Mathematical Modelling of the Blood Circulatory System

Red blood cell.
Red blood cell.

Blood vessels form one of the most complicated and important systems in the human body, the circulatory system. It is exposed to various risks and is poorly amenable to medical treatment. The mathematical modelling of blood transport in arteries, veins, capillaries and other blood vessels is a classical problem which is still very relevant today.

We are interested in modelling the whole circulatory system, taking into account not just the blood vessels themselves, whose walls consist of several layers of anisotropic material, but also the interaction of the vessels with both the surrounding muscle material and the blood flow within.

One-dimension model for the whole circulatory system

During the past 30 years, considerable progress has been made in developing various asymptotic methods for problems in elasticity theory and hydrodynamics. These include the method of dimension-reduction, which replaces a higher-dimensional model by another one of lower dimension. Another group of methods concerns so-called singular perturbed domains, which often involve the interaction of models of different limit dimensions in applications.

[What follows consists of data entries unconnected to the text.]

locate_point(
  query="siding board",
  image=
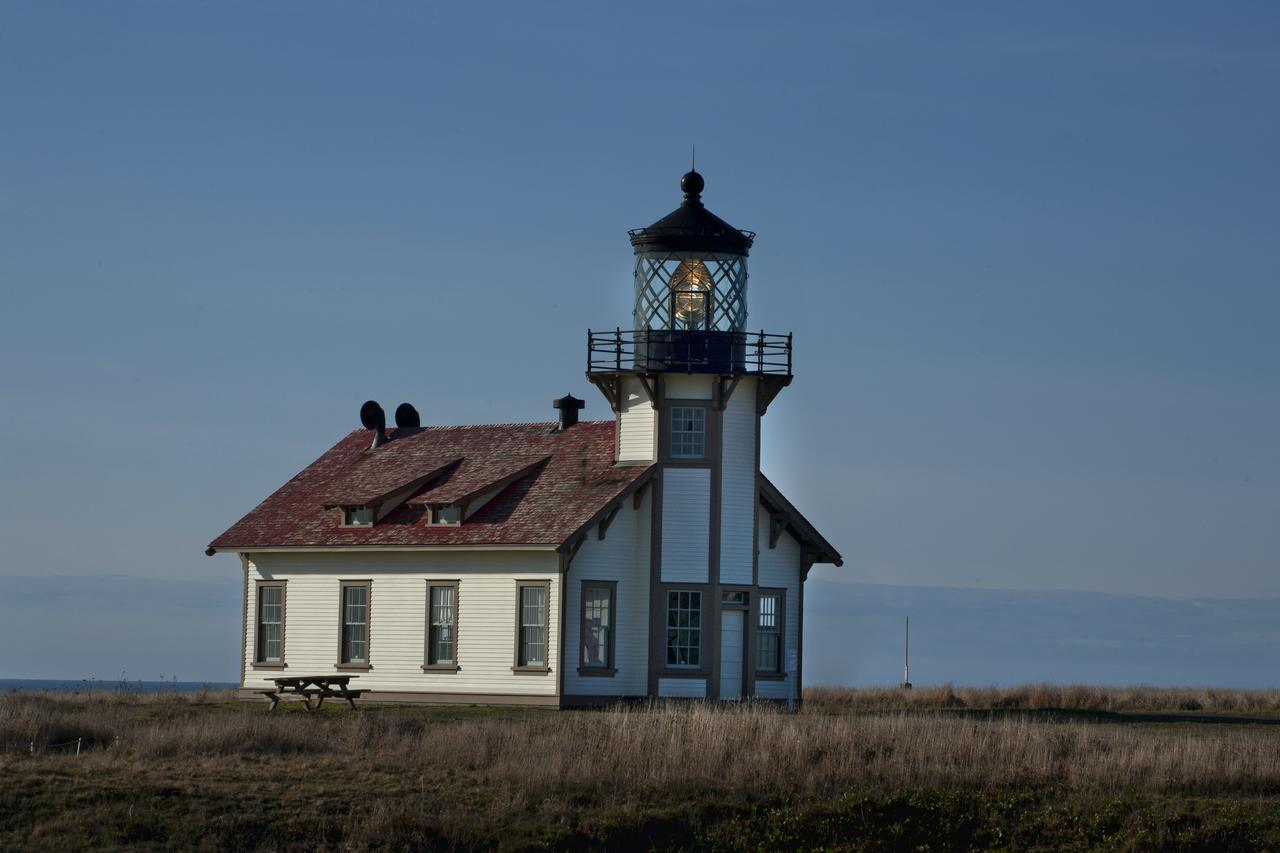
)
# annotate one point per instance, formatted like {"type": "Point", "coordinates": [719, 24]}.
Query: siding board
{"type": "Point", "coordinates": [636, 438]}
{"type": "Point", "coordinates": [685, 524]}
{"type": "Point", "coordinates": [682, 688]}
{"type": "Point", "coordinates": [397, 634]}
{"type": "Point", "coordinates": [780, 568]}
{"type": "Point", "coordinates": [737, 486]}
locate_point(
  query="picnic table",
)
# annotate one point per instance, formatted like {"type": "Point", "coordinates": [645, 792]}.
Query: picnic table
{"type": "Point", "coordinates": [319, 687]}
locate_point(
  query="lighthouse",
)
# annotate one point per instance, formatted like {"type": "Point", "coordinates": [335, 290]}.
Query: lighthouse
{"type": "Point", "coordinates": [556, 564]}
{"type": "Point", "coordinates": [689, 384]}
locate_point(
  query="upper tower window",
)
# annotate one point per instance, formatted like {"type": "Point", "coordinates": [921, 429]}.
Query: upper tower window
{"type": "Point", "coordinates": [688, 432]}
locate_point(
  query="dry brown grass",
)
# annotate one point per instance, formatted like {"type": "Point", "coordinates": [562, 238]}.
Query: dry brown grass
{"type": "Point", "coordinates": [670, 748]}
{"type": "Point", "coordinates": [876, 769]}
{"type": "Point", "coordinates": [1046, 697]}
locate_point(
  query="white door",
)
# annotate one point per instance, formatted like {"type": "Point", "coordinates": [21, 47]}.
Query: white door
{"type": "Point", "coordinates": [731, 653]}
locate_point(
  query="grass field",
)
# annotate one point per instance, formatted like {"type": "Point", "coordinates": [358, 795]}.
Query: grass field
{"type": "Point", "coordinates": [932, 769]}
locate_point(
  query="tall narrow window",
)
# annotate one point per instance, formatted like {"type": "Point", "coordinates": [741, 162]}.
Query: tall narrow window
{"type": "Point", "coordinates": [768, 634]}
{"type": "Point", "coordinates": [442, 621]}
{"type": "Point", "coordinates": [688, 432]}
{"type": "Point", "coordinates": [531, 625]}
{"type": "Point", "coordinates": [684, 628]}
{"type": "Point", "coordinates": [355, 624]}
{"type": "Point", "coordinates": [597, 625]}
{"type": "Point", "coordinates": [270, 624]}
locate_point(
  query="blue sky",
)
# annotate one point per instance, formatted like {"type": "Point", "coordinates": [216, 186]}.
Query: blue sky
{"type": "Point", "coordinates": [1028, 254]}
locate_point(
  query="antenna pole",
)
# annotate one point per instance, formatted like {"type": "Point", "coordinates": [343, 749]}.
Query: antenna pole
{"type": "Point", "coordinates": [906, 653]}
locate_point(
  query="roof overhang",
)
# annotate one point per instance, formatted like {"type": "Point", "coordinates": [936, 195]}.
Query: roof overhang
{"type": "Point", "coordinates": [814, 544]}
{"type": "Point", "coordinates": [211, 551]}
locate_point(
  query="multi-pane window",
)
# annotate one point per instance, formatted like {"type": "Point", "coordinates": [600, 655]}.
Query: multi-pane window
{"type": "Point", "coordinates": [446, 515]}
{"type": "Point", "coordinates": [684, 628]}
{"type": "Point", "coordinates": [533, 626]}
{"type": "Point", "coordinates": [357, 516]}
{"type": "Point", "coordinates": [270, 624]}
{"type": "Point", "coordinates": [688, 432]}
{"type": "Point", "coordinates": [443, 620]}
{"type": "Point", "coordinates": [768, 634]}
{"type": "Point", "coordinates": [597, 626]}
{"type": "Point", "coordinates": [355, 623]}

One of the main goals of our project is to bring these modern asymptotic methods to bear on the modelling of the circulatory system with the aim of proposing a one-dimension model for the whole circulatory system which takes into account elastic properties of vessels and their interaction with surrounding muscle material.

This project is a collaboration between the division of Mathematics and Applied Mathematics (MTM) at the Department of Mathematics (MAI), and the division of Applied Thermodynamics and Fluid Mechanics (MVS) at the Department of Management and Engineering (IEI).